Some games do not feature full conversation systems, but merely simple means for interacting with characters that pass by. Often, interacting with NPCs in this way is part of the same gameplay used for exploration, combat, etc. The game does not change into "conversation mode" when it comes to NPC interaction.
In many cases, the player chooses a gesture or attitude to take when initiating interaction with an NPC. The NPC responds briefly, and sometimes the player has the opportunity to choose another gesture or attitude.
Often, the player rarely has more than two interactions with a given NPC in one of these encounters, which are typically carried out for the purpose of an immediate reward, such as a health boost, like in Bully or a temporary bodyguard, such as in Grand Theft Auto: San Andreas.
It is possible for these interactions to have meaning over the long term, however. In Fable, romances are handled by this same sort of system.
The player builds up their relationship with a potential partner by returning to them again and again over the course of the game, choosing the appropriate gestures and giving gifts.
Eventually the player reaches the point where he can propose to the NPC, at which point the NPC sometimes gives gifts to the player.
The transparent nature of Systemic Interactions is the most obvious problem with this method, since the player receives constant reminders of the exact nature and purpose of his interactions, making immersion difficult to achieve.

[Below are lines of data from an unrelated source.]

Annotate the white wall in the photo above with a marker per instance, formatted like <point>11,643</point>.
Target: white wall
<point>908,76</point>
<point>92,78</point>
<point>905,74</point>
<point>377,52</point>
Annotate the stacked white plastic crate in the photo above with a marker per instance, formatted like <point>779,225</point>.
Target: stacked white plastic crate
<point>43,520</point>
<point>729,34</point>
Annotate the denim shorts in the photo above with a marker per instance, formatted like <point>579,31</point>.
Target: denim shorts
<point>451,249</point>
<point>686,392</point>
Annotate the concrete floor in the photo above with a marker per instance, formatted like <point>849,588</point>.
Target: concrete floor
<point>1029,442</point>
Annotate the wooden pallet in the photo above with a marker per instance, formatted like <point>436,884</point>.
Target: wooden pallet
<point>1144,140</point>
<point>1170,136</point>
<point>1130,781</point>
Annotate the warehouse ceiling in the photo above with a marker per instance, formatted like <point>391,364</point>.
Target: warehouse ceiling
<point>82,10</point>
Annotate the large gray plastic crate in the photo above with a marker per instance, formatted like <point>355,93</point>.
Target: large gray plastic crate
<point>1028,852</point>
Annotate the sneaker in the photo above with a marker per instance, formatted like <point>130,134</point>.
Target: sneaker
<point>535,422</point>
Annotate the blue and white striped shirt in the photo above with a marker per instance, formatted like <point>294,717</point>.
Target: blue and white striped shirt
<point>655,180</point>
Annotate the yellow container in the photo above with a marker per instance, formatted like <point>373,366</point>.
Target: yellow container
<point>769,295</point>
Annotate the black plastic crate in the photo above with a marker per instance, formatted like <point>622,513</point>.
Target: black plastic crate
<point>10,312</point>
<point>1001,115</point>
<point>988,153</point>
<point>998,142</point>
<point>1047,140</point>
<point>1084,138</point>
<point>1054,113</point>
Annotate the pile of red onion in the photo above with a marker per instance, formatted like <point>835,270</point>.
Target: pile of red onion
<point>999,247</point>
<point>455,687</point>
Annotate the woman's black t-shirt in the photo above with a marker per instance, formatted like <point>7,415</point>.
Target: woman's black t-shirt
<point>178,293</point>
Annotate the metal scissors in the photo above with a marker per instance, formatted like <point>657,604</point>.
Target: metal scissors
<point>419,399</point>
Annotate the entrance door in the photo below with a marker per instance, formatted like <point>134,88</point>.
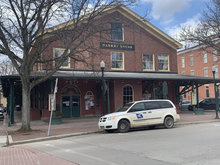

Another common issue seen in games using this method, though not necessarily inherent to the system, is that NPCs, even the romantic interests in Fable, typically have no real character. Interactions with them are superficial not only due to the nature of the interaction, but because there is nothing to learn about them.
None of the characters have unique responses; every NPC with the same character model has the same voice and dialogue. Bully has several unique characters that express their personality through their responses, but interactions remain shallow.
The implementation of Systemic Interactions in a game is usually made in order to allow the player to deal with a great many NPCs, so making those interactions meaningful is a difficult challenge. The Sims is an example of a system similar to this type that has had great success in this area.
Some NPC interaction gameplay is unique, or difficult to categorize. The Sims is a notable example as the best-selling PC game of all time. While The Sims' basic interactions are very similar to Systemic Interactions, the context is significantly different due to the way the player has control over multiple characters and can control both sides of a relationship.
In The Sims, the player chooses which character to control, and then issues simple commands like "compliment," "brag," or "flirt."
Characters in the game speak nonsensical gibberish, however, so their dialogue reflects only their mood or their emotional response to the topic and the character they converse with; it conveys no other information to the player.
However, using a fictional language avoids the issue seen in many games where the player must endure countless repetition of the same few lines of dialogue.
While the player eventually comes to recognize repeated snippets of gibberish, their nonsensical nature makes them much more palatable.
Conversations in The Sims serve to improve or worsen relationships between characters, with new options opening up on either end of the social spectrum. The Sims also has a more organic form of the Time Scheduling system (described in the next section), as relationships with other Sims worsen when the player ignores them, and the player must determine how they want their player to spend their time.
There are no scripted relationship arcs in The Sims, so the player has complete control over their development and outcome. In this manner, the developers save hundreds of man-hours in writing dialogue while still engaging players with the characters.
The popularity of The Sims and the emotional attachment some players develop may indicate that the freedom of the game leads to engagement, but players tend to make these attachments to characters under their direct control, and therefore these characters are not necessarily NPCs.